De vorm van verplichte zorg te weten het uitoefenen van toezicht is niet door de officier van justitie verzocht. Op grond van artikel 6:4 lid 2 Wvggz kan de rechter, in afwijking van het verzoekschrift, besluiten tot het opnemen van andere vormen van verplichte zorg, zoals bedoeld in artikel 3:2 lid 2 Wvggz. Op grond van de overgelegde medische verklaring, de huidige zorgmachtiging en hetgeen ter gelegenheid van de mondelinge behandeling is toegelicht, is de rechtbank van oordeel dat, in afwijking van het verzoekschrift, deze vorm van verplichte zorg ten tijde van een gedwongen opname noodzakelijk is om het ernstig nadeel te voorkomen dan wel af te wenden. De rechtbank wijst daarom deze aanvullende vorm van verplichte zorg toe. Nu deze vorm van verplichte zorg niet is opgenomen in het zorgplan, dient het zorgplan dienovereenkomstig te worden aangepast.
Van de in het verzoek gevraagde overige vormen van verplichte zorg is niet gebleken dat deze noodzakelijk zijn.

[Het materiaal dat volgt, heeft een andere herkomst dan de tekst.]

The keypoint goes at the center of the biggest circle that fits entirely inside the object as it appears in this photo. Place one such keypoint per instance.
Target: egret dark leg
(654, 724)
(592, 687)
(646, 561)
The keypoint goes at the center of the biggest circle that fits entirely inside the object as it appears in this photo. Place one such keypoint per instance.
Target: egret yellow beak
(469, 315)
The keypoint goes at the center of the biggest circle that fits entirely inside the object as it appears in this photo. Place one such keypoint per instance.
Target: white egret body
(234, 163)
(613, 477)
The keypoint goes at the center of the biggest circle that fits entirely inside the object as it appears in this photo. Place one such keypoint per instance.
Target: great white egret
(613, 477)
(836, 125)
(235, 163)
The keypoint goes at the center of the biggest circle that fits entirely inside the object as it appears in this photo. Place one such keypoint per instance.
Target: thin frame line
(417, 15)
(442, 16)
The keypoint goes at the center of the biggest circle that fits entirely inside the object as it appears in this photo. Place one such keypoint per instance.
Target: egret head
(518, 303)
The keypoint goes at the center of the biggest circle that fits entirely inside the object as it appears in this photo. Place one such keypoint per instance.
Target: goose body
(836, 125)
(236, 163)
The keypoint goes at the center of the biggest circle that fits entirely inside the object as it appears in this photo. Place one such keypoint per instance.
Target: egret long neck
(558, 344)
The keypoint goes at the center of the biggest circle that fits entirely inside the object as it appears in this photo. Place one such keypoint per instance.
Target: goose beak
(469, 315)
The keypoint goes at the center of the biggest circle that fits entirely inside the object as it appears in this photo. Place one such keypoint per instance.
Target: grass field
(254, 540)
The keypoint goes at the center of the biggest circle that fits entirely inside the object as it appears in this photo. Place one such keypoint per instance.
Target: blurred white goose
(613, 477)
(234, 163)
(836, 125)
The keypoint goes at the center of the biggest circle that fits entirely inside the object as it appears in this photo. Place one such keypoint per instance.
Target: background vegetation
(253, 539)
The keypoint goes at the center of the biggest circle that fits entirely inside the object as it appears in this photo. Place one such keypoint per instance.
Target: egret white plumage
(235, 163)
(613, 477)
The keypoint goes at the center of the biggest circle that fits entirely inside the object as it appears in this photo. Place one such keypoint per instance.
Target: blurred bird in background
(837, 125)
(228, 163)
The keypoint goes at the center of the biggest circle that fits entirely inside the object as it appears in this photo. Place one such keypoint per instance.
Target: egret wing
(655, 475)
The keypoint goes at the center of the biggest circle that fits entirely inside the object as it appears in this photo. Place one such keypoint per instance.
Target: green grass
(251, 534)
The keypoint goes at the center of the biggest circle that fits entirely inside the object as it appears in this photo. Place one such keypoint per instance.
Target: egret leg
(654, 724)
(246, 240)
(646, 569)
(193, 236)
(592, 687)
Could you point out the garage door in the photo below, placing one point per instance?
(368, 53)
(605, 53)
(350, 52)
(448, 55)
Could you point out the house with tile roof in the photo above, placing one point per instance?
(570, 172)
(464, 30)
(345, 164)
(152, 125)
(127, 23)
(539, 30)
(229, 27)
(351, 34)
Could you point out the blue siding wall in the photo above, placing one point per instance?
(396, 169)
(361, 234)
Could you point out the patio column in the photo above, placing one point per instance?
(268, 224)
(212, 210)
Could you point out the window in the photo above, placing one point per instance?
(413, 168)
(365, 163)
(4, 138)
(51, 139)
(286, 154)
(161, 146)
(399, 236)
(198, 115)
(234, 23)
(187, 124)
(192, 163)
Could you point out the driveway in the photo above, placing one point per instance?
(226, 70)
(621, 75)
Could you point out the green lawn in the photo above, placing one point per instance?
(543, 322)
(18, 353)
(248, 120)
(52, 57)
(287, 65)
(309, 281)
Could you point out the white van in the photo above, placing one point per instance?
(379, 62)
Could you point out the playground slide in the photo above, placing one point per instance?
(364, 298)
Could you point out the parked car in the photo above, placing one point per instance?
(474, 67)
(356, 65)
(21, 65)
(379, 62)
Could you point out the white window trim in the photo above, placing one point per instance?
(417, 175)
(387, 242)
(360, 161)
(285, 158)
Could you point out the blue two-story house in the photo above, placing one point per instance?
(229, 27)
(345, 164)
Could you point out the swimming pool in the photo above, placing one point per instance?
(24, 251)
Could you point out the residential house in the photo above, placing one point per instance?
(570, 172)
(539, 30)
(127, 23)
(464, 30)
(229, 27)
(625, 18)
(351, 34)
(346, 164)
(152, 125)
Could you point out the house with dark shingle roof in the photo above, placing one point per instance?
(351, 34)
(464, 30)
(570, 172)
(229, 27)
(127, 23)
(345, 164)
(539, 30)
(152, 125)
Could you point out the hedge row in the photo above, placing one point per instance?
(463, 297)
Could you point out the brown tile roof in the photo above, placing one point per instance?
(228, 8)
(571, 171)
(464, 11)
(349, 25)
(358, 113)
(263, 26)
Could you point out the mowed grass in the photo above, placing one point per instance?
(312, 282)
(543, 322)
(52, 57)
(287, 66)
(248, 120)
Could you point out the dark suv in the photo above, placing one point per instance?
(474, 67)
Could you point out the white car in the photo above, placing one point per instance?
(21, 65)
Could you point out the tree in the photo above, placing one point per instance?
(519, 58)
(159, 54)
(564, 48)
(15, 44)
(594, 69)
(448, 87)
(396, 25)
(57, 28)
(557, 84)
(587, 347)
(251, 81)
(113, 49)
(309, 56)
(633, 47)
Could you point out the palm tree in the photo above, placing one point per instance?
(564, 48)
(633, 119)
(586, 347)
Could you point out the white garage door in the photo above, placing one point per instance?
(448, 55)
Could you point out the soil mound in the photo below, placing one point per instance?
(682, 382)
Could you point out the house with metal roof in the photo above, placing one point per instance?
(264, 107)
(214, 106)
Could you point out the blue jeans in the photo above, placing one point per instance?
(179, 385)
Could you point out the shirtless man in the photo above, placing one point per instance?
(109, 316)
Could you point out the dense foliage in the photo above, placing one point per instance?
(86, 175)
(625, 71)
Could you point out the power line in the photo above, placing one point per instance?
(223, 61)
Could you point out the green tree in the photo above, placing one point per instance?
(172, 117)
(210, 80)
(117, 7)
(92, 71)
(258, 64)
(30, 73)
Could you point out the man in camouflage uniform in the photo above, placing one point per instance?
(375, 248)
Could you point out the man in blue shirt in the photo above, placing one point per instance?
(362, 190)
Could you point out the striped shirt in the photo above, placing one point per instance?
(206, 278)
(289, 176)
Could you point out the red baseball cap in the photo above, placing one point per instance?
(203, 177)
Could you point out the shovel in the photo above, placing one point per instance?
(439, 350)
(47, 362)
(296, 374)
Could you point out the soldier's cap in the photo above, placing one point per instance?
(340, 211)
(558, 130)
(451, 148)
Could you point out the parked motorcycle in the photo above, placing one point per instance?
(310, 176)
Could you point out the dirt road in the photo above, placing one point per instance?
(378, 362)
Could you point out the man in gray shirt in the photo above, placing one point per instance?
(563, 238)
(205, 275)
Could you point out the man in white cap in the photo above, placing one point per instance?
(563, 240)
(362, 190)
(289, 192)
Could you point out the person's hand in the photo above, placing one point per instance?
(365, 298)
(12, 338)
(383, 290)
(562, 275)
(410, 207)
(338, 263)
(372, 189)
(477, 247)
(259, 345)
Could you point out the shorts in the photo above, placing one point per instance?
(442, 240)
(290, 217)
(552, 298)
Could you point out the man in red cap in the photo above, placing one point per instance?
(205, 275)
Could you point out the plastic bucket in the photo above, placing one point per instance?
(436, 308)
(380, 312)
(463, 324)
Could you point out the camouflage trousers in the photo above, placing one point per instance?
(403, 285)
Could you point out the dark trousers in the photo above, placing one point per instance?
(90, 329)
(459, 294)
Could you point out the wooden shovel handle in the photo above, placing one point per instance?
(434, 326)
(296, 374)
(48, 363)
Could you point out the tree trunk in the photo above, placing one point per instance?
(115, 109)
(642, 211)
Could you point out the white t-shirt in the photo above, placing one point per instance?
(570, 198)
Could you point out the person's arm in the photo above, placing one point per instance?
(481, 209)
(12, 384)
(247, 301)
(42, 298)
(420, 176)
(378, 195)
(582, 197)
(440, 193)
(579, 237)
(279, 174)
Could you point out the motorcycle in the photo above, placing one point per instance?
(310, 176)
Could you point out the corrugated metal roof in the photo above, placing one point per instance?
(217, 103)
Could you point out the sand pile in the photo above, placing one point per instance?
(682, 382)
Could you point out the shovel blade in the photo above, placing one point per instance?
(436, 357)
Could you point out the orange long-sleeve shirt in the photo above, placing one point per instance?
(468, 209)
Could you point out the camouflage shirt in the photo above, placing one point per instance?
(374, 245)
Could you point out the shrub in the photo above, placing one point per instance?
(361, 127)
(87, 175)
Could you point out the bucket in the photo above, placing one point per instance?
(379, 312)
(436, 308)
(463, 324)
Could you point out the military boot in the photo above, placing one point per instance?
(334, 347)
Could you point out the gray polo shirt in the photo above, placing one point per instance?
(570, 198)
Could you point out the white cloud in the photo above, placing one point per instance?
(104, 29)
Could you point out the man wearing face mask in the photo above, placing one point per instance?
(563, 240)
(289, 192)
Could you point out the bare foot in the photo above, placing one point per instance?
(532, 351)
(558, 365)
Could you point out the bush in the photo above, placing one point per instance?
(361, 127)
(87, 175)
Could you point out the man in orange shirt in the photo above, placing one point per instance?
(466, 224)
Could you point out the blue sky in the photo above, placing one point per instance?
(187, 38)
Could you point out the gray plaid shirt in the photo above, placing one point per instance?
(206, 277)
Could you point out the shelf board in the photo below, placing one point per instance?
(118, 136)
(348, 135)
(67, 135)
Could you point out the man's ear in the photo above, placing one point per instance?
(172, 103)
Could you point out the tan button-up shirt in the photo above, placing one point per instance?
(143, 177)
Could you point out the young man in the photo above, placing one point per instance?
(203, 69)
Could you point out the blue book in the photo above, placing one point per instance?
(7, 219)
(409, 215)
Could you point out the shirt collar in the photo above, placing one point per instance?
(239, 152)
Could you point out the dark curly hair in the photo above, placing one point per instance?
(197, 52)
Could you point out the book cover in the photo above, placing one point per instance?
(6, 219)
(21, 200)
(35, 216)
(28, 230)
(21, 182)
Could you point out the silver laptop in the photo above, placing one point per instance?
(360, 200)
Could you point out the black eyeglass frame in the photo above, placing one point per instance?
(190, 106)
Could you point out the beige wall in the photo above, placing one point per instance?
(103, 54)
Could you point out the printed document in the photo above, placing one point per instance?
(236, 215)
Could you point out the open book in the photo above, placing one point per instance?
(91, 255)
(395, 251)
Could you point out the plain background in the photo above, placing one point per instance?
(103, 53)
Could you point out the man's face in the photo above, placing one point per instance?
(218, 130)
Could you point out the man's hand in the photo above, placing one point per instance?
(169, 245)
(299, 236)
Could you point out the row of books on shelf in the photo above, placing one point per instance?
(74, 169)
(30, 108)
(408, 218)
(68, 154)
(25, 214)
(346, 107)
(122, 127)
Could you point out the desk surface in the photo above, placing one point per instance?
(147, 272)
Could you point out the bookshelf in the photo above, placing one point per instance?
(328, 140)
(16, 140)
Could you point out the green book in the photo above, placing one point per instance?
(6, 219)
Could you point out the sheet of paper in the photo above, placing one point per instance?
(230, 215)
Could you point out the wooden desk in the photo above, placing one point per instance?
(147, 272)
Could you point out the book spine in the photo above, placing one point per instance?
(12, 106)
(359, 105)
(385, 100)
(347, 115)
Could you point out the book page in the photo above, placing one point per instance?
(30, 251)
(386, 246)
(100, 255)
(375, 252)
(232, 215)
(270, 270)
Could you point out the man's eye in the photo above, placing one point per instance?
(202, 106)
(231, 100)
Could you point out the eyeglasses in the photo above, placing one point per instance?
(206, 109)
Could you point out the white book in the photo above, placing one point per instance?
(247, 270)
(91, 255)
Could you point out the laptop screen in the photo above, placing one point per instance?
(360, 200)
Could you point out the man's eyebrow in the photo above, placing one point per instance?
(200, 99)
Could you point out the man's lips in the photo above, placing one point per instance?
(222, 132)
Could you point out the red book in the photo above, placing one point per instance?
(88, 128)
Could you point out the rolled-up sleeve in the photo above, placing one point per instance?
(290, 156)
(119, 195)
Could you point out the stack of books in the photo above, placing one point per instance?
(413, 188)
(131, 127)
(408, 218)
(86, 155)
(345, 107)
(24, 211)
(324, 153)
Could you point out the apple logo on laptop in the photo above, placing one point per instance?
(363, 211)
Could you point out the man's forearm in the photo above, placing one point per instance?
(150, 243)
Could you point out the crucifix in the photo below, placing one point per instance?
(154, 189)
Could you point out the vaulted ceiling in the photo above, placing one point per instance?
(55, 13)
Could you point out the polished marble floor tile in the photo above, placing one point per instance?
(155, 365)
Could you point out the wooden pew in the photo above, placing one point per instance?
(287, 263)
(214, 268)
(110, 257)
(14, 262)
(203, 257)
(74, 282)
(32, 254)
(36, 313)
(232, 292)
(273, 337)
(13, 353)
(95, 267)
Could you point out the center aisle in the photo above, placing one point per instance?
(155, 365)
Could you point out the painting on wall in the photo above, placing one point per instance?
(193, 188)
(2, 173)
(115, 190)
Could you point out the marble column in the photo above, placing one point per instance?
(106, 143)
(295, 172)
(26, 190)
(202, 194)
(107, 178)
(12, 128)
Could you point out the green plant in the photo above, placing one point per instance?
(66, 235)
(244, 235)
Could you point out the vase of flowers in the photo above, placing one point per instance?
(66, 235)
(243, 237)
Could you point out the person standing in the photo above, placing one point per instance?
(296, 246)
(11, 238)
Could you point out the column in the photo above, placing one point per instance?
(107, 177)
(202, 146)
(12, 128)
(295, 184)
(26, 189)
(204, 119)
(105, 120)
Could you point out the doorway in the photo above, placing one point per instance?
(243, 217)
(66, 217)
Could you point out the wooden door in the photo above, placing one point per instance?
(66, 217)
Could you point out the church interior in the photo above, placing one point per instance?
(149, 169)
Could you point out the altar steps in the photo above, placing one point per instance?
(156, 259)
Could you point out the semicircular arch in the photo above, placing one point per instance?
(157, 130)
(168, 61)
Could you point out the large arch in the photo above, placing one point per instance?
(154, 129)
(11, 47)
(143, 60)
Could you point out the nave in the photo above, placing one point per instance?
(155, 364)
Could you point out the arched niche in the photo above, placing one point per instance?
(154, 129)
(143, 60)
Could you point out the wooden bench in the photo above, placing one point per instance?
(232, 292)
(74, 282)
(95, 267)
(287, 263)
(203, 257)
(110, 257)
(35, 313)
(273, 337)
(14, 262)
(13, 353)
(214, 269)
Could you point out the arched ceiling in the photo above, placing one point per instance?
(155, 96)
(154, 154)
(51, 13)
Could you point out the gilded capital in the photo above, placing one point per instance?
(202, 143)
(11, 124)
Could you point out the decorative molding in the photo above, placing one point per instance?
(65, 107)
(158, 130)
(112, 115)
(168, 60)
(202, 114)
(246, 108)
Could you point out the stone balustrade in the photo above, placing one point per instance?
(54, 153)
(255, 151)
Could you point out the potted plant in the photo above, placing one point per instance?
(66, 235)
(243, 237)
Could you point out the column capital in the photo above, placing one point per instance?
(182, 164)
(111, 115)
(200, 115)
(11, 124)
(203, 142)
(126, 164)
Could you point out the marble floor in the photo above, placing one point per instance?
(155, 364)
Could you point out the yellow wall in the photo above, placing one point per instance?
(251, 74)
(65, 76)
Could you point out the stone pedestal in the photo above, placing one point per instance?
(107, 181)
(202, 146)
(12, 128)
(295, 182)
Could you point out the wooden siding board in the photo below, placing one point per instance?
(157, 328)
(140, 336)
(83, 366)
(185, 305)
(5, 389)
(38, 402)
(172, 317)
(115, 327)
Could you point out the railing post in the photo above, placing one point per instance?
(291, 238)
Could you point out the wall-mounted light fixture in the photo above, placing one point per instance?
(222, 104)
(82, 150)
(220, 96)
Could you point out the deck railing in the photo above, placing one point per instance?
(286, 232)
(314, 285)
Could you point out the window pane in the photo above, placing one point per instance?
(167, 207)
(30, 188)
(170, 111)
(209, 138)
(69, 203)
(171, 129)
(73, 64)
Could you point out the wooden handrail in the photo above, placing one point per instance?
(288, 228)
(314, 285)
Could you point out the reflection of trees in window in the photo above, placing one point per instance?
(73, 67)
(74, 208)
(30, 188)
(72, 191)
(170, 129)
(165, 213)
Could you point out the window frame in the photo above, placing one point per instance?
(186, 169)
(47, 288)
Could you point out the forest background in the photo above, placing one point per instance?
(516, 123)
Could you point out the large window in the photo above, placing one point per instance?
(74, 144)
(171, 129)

Niet is gebleken dat deze vormen van verplichte zorg dienen te worden opgelegd omdat voorzienbaar is dat dit nodig is. De rechtbank neemt hierbij in aanmerking wat hierover tijdens de mondelinge behandeling door de behandelaar is gezegd, namelijk dat er een samenwerking mogelijk is ten aanzien van de medicamenteuze behandeling en betrokkene de afspraken met het FACT-team goed naleeft. De rechtbank zal deze vormen van verplichte zorg dan ook afwijzen.
4.6
Er zijn geen minder bezwarende alternatieven die hetzelfde beoogde effect hebben.
4.7
De voorgestelde verplichte zorg is evenredig en naar verwachting effectief. Uit de stukken blijkt dat bij het bepalen van de juiste zorg rekening is gehouden met de voorwaarden die noodzakelijk zijn om deelname van betrokkene aan het maatschappelijk leven te bevorderen, alsmede met de veiligheid van betrokkene.
4.8
Gelet op het voorgaande is voldaan aan de criteria voor en doelen van verplichte zorg als bedoeld in de Wvggz. De zorgmachtiging zal worden verleend voor de (verzochte) duur van twaalf maanden, met ingang van heden en tot en met 18 september 2024.

5.Beslissing

De rechtbank:
verleent een zorgmachtiging ten aanzien van
[betrokkene01], geboren op [geboortedatum01] 1975 te [geboorteplaats01] ;
bepaalt dat bij wijze van verplichte zorg de maatregelen zoals genoemd in rechtsoverweging 4.5 kunnen worden getroffen;
bepaalt dat deze machtiging geldt tot en met
18 september 2024;
wijst af het meer of anders verzochte.
Deze beschikking is mondeling gegeven door mr. Smits, rechter, en in het openbaar uitgesproken op 18 september 2023 in tegenwoordigheid van mr. De Haas als griffier, en op 2 oktober 2023 schriftelijk uitgewerkt en ondertekend.

Tegen deze beschikking staat het rechtsmiddel van cassatie open.